On the data side, the US Institute for Supply Management’s index of services dropped 1.7 points in May to 49.9, indicating a contraction in activity at US service providers for the first time in nearly a year. A report from ADP Research further reinforced the strain on labor, as private-sector payrolls rose just 37k last month, the least in 2 years. These are clear signs that the tariff lead initiative is causing some strain in the labor market. Let me remind you that the FED has a dual mandate, one which tackles high unemployment levels and one that maintains a 2% inflation target. The market is currently pricing 2 cuts by the end of the year, which is in line with the FED projections. (see below graph)
Across the pond, we had an array of data coming through on the CPI side.
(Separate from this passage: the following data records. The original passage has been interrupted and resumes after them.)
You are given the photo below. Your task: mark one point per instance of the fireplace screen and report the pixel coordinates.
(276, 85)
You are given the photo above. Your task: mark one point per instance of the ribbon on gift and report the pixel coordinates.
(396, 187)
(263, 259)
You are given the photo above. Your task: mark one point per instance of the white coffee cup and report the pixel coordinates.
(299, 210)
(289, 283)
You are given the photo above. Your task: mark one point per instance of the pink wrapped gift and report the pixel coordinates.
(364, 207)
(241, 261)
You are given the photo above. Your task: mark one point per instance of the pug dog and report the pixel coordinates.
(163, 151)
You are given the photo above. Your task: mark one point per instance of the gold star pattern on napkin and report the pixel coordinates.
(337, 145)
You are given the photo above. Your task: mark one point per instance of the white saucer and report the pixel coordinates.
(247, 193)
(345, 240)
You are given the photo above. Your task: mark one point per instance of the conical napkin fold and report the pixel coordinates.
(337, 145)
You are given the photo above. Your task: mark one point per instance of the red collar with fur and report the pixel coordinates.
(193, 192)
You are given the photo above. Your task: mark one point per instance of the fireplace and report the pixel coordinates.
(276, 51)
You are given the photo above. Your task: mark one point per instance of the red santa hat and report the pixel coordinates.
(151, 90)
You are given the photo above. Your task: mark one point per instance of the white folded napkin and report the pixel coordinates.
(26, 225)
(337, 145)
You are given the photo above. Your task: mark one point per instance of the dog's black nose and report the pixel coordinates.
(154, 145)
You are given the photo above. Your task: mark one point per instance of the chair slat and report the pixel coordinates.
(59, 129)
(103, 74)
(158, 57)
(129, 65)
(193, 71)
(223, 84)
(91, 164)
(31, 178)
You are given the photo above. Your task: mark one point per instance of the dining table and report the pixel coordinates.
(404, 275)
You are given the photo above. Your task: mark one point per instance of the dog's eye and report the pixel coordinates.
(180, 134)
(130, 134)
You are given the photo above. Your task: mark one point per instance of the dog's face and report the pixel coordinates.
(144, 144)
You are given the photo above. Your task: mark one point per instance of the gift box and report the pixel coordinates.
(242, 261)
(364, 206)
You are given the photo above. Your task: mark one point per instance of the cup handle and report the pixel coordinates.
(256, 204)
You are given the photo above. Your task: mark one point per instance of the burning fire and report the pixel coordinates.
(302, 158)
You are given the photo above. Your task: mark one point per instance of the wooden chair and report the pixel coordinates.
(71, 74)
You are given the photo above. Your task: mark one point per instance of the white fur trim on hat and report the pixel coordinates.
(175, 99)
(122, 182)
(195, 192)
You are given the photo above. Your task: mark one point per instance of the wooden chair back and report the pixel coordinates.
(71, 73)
What is quite notable is that a few countries are now showcasing a CPI headline number below the 2% ECB target. On the back of this, we saw the ECB council cutting the deposit rate by another 25bps, the 8th cut in the last 18 months. We are now facing a 2% deposit rate with 1 more 25bp rate cut priced in the market by the end of the year. President Lagarde was quite vocal that the inflation fight is close to be over with the end of the cycle being imminent. I am in the camp which questions the above, as I think the risk of deflation is high and hence, I see the terminal rate lower than 1.75% by the end of the year. My assumption lies on the basic fact that I don’t see a clear-cut deal with the US and with a drag in the economy on a growth and inflation perspective due to the rolling tariffs.
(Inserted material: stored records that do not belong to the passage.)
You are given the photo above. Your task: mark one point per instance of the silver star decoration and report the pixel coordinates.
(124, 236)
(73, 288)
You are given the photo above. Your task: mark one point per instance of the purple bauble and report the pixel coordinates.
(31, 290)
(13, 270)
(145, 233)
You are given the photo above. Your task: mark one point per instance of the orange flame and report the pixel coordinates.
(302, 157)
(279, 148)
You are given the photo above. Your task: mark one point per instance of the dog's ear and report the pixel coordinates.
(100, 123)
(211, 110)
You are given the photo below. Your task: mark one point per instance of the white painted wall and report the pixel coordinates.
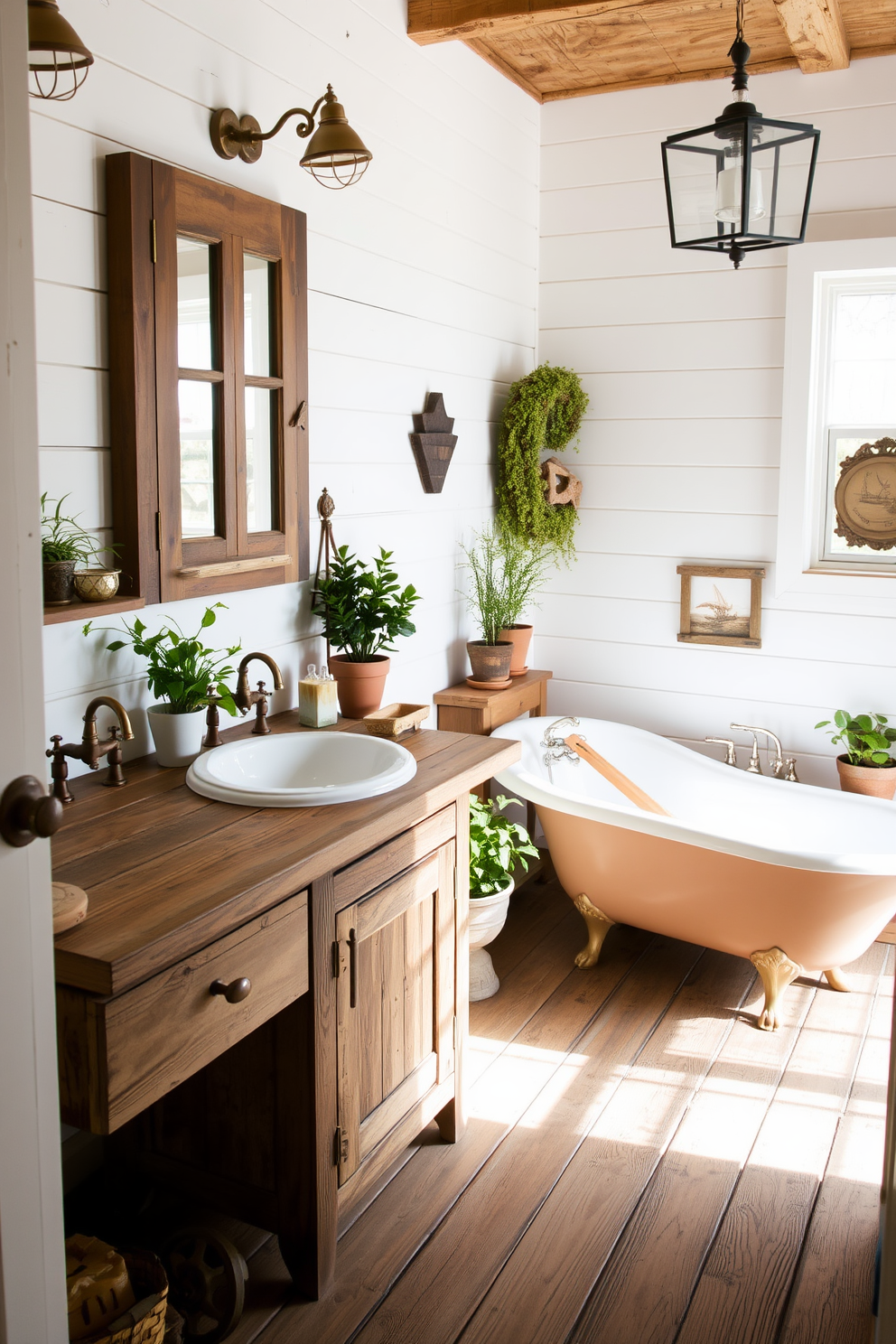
(683, 360)
(422, 277)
In terms of market moves, we had a good week for Global stocks trading 0.75-2% higher and with US small caps outperforming. On the rates side, the US Treasury traded with a better tone, currently 10yr at 4.38% and 30yr at 4.87%. In Europe, the picture was a bit more mixed with peripheral countries trading in a more dovish manner and with the Italian – German bond spread trading at 94bps. Gold continues its upward trajectory testing $3400 per ounce this week, trading 28% higher year to date. EURUSD is fluctuating in the 1.14-1.5 context, slightly weaker from last week, a trend that doesn’t seem to be alternating in any way as the de dollarization continues.
Looking ahead…
At the time of writing this, we are expecting the US Non-Farm Payroll number (expected at 126k) which will indicate if the perceived weakness in the labor market from soft data is indeed true. Furthermore, a print of 4.2% in US unemployment is expected and anything worse than that will add to the rate cut rhetoric in a more dovish way. We think the golden case scenario here will be to have a marginally lower print in NFP with a steady 4.2% unemployment which may increase the likelihood of the FED stepping in a more meaningful way and hence increasing the market risk appetite.